In traditional markets, market-wide agreement about basic units of measure facilitate trade. In commodity markets, agreements about quality standards serve a similar role, in that buyers know what they are getting and sellers know what they are supposed to provide. (For example, electricity producers are required to produce electricity adhering to some minimum standards before being able to connect to the grid and sell to other parties.) It should be clear that having public standards make quality assurance easier for the platform: enforcing standards on standardized units of work can be done much easier than enforcing quality standards in a wide variety of adhoc tasks. With such standards, it easier to imagine platform owners more willingly taking the role of testing for and enforcing quality standards for the participants that provide labor.

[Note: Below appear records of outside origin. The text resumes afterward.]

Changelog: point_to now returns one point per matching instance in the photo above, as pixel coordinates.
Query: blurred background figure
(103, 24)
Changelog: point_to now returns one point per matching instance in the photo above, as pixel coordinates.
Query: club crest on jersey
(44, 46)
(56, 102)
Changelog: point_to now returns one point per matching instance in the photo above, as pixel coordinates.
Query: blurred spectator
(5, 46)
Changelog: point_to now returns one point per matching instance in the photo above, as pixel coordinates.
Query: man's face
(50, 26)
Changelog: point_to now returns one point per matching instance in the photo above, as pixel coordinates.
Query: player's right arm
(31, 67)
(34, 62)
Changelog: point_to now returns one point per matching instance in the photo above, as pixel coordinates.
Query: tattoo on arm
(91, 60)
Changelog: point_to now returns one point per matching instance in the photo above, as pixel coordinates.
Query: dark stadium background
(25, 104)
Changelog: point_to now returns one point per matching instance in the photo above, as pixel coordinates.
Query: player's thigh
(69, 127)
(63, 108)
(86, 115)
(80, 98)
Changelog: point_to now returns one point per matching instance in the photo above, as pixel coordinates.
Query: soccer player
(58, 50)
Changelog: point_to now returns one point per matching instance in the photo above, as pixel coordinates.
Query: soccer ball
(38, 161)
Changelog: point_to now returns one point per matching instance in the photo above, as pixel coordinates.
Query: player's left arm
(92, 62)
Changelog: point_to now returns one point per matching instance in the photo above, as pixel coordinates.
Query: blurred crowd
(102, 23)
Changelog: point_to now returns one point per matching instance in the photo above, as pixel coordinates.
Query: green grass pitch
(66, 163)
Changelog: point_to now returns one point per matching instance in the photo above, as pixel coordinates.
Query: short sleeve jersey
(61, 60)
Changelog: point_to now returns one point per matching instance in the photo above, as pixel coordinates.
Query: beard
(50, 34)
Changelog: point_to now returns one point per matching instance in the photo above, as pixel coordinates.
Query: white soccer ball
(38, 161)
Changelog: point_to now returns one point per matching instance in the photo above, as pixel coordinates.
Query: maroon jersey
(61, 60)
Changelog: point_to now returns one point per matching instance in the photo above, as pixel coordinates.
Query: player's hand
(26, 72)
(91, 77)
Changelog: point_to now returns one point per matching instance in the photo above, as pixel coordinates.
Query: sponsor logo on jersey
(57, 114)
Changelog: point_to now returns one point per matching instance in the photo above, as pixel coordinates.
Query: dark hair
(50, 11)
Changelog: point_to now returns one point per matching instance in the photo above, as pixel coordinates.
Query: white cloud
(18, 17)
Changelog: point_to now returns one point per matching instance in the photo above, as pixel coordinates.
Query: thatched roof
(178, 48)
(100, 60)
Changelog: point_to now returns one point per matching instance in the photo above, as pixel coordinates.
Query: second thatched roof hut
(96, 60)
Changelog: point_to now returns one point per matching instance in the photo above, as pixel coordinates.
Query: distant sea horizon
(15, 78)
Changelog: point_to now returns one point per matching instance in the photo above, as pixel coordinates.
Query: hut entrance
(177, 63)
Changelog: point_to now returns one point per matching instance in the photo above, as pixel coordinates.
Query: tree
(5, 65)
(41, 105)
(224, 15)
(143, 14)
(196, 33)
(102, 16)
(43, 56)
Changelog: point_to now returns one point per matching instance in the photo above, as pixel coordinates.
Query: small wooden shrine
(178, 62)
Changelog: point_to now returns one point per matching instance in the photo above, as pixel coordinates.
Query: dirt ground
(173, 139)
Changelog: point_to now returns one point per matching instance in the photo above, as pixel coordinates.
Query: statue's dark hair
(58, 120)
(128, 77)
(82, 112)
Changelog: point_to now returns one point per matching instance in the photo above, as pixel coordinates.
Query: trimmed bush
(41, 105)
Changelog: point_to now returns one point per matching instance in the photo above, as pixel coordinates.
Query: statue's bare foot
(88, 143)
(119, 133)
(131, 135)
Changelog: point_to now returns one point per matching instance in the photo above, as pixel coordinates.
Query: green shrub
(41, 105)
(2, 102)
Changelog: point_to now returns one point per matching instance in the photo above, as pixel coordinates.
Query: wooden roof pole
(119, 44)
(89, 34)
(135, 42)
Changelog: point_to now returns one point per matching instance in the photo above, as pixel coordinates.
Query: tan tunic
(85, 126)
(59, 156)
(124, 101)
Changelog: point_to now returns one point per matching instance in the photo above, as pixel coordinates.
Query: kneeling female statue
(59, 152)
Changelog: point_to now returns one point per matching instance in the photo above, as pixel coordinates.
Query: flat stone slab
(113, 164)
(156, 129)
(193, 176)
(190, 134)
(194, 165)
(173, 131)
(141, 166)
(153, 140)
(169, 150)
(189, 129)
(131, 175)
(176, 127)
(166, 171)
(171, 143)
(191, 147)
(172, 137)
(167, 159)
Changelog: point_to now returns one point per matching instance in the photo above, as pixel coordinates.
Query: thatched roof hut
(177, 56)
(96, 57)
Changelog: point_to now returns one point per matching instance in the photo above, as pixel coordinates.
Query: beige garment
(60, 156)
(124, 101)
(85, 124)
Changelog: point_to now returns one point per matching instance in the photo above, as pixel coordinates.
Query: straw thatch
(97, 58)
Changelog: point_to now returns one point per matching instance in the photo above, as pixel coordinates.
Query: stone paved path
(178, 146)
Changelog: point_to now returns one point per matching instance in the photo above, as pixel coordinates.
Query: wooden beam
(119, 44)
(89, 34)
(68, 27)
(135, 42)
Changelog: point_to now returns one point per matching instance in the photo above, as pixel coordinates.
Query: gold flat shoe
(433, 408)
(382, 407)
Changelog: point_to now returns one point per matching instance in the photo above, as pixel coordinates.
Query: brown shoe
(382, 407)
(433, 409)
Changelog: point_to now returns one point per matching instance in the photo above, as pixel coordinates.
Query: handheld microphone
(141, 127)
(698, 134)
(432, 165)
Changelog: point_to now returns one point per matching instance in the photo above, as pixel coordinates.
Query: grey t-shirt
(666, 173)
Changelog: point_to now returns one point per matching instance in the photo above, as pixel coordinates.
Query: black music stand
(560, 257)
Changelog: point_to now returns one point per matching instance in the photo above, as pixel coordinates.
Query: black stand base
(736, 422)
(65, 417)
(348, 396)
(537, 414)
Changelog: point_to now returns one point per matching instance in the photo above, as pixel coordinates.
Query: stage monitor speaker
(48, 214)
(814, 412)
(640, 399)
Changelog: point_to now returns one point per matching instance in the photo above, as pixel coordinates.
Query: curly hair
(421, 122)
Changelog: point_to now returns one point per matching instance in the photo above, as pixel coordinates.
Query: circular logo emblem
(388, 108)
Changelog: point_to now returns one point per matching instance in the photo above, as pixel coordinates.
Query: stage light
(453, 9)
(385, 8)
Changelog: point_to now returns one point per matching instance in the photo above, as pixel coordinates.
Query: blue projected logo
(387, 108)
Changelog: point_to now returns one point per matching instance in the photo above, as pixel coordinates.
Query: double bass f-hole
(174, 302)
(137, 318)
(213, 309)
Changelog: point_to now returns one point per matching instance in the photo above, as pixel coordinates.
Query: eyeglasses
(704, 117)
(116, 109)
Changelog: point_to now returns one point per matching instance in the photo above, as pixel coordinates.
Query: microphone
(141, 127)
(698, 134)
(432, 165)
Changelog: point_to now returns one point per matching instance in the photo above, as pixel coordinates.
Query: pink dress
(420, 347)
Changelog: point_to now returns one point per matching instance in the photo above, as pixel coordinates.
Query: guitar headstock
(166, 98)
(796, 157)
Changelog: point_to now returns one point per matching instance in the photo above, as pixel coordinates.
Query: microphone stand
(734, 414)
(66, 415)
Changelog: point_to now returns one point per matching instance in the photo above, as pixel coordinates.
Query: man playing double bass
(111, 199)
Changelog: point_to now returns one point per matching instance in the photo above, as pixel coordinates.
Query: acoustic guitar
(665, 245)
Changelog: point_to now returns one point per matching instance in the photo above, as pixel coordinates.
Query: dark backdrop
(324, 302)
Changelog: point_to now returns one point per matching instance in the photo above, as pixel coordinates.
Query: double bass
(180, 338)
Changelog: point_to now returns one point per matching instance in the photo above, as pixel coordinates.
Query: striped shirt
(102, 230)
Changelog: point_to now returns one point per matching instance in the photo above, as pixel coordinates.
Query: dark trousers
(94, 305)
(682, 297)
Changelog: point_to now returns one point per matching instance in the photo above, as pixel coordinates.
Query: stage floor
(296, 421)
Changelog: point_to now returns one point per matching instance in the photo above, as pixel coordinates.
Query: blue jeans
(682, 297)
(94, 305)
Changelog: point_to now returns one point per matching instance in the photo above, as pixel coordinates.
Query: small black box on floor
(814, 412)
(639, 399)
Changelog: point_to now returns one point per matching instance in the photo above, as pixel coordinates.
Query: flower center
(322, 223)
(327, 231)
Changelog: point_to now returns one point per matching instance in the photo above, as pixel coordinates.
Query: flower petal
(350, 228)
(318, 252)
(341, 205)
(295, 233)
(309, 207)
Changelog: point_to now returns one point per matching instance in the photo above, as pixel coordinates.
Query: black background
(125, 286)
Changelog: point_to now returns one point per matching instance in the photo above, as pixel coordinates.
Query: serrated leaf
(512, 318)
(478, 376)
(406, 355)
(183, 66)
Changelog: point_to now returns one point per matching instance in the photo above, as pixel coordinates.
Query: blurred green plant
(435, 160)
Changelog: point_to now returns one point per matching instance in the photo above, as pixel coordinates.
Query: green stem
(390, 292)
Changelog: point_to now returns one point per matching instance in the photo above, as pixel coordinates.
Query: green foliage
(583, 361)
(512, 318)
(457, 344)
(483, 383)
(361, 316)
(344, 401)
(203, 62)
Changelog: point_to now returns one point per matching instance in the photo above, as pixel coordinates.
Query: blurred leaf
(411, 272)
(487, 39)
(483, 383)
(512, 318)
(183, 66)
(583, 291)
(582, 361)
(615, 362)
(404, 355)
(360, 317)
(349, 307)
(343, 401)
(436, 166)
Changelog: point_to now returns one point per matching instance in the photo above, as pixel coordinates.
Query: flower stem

If we define weights and measures more broadly to include verification of claims, the platform role becomes even wider. They can verify credentials, test scores, work and payment histories, reputation scores and every other piece of information that individuals cannot credibly report themselves. Individuals are also not able to credibly report the quality of their work, but at least with an objective standard, validating those claims is possible. (For example, one of the main innovations made by oDesk was that they logged a worker’s time spent on a task, enabling truthful hourly billing.)

Conclusion

As our knowledge increases and platforms and practices mature, more work will be outsourced to remote workers. On the whole, we think this is a positive development, particularly because paid crowdsourcing gives people in poor countries access to buyers in rich countries, enabling a kind of virtual migration. 

At the same time, access to an on demand, inexpensive labor force, more often than than not, enables the creation of products and services that were not possible before: Once you solve a problem that was deemed too-costly-to-solve before, people start looking for the next thing to fix. This in turn generates more positions, more demand, and so on. It is a virtuous cycle, not the Armageddon.